Also a rather fitting wrap up to my report entitled "Last days of the humans on planet 18247." Who'd have thought nature would beat you to the punch?

********

Oh and the reason why smaller hypergiants are blue is depression. Red hypergiants are firey and happy. Whereas smaller hypergiants are blue because let's face facts, no one likes to be the lesser sized hypergiants.

Detractors calling you "pseudo hypergiants," the bigger reds always making fun of you in the locker room. That's enough to make any tiny hypergiant blue, don't you think?



**********

8 minutes? Then we are free of Trump and Pence and Palin and Republicans forever?

And it only cost us the planet and our existence?

So worth it! What a bargain!

LOL.

(Hey, I'm an optimist!)


----------



## BAYLOR (Nov 23, 2016)

ErikB said:


> 8 minutes... Well the super induction filament detection systems in my vessel would have already alerted me to the photo mass shift preceding the incident long before the actual event but I suppose that in the last 8 minutes before concluding my report to my superiors I would enjoy an orbital view of the event while enjoying some microwave popcorn with a few human research subjects from the Hawaiian Tropics swimsuit model team (gathered purely for research purposes of course) and perhaps a couple of dogs. (A pet life form allowance for a successful mission to your world).
> 
> Also a rather fitting wrap up to my report entitled "Last days of the humans on planet 18247." Who'd have thought nature would beat you to the punch?
> 
> ...




.   Brilliant ! (LOL)


----------



## BAYLOR (Nov 27, 2016)

I think 8 minutes might give me just enough time to microwave and enjoy a hot Pocket meal .


----------



## HanaBi (Nov 27, 2016)

I wonder what would happen if Sol's explosion coincided with Daylight Saving Time, and we had to put the clocks forward or back (depending on the time of year). Therefore, will we already be dead, or still have 68 minutes to play with? 
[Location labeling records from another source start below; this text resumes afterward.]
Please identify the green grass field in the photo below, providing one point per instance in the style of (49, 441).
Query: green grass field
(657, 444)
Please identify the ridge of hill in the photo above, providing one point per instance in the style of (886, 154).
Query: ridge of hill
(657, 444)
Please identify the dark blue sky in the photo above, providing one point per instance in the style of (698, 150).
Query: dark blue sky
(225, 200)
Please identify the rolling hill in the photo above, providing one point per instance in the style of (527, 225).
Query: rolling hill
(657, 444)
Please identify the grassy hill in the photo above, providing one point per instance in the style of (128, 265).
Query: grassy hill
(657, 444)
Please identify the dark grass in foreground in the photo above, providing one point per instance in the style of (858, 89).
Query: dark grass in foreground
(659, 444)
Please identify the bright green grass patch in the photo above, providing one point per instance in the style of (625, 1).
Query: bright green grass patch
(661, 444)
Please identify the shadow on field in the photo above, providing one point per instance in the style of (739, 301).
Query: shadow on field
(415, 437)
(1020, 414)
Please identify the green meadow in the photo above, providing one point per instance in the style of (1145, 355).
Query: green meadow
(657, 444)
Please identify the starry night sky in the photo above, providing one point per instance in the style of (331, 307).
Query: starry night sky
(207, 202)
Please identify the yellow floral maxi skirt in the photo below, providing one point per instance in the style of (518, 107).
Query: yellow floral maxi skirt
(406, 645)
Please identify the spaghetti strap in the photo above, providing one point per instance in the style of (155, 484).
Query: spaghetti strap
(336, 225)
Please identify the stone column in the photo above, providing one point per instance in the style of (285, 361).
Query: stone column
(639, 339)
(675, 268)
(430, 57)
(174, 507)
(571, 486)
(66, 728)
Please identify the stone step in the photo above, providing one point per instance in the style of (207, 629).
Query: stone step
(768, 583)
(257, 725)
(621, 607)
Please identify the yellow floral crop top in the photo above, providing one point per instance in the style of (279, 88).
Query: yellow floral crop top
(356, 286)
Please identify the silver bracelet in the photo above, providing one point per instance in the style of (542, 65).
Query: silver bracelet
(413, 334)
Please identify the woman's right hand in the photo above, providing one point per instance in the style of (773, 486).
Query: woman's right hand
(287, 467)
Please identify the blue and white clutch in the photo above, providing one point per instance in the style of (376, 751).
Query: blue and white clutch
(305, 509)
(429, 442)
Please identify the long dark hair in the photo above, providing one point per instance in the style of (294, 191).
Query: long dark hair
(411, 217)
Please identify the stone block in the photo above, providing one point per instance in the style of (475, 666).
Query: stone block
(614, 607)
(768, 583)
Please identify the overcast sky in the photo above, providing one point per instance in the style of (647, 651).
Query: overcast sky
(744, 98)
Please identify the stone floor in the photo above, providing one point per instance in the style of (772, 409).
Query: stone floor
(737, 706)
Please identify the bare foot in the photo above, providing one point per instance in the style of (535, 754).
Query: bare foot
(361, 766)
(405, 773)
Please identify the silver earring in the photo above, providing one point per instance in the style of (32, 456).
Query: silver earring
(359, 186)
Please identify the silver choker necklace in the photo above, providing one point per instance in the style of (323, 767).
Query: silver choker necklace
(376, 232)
(Disclaimer: This is a very random  (ridiculous) thought given that I have only just woken up and am in need of my first cup of tea of the day!)


----------



## BAYLOR (Nov 27, 2016)

HanaBi said:


> I wonder what would happen if Sol's explosion coincided with Daylight Saving Time, and we had to put the clocks forward or back (depending on the time of year). Therefore, will we already be dead, or still have 68 minutes to play with?
> 
> 
> (Disclaimer: This is a very random  (ridiculous) thought given that I have only just woken up and am in need of my first cup of tea of the day!)



The Daylight savings time angle is twisted but hilarious  (LOL)


----------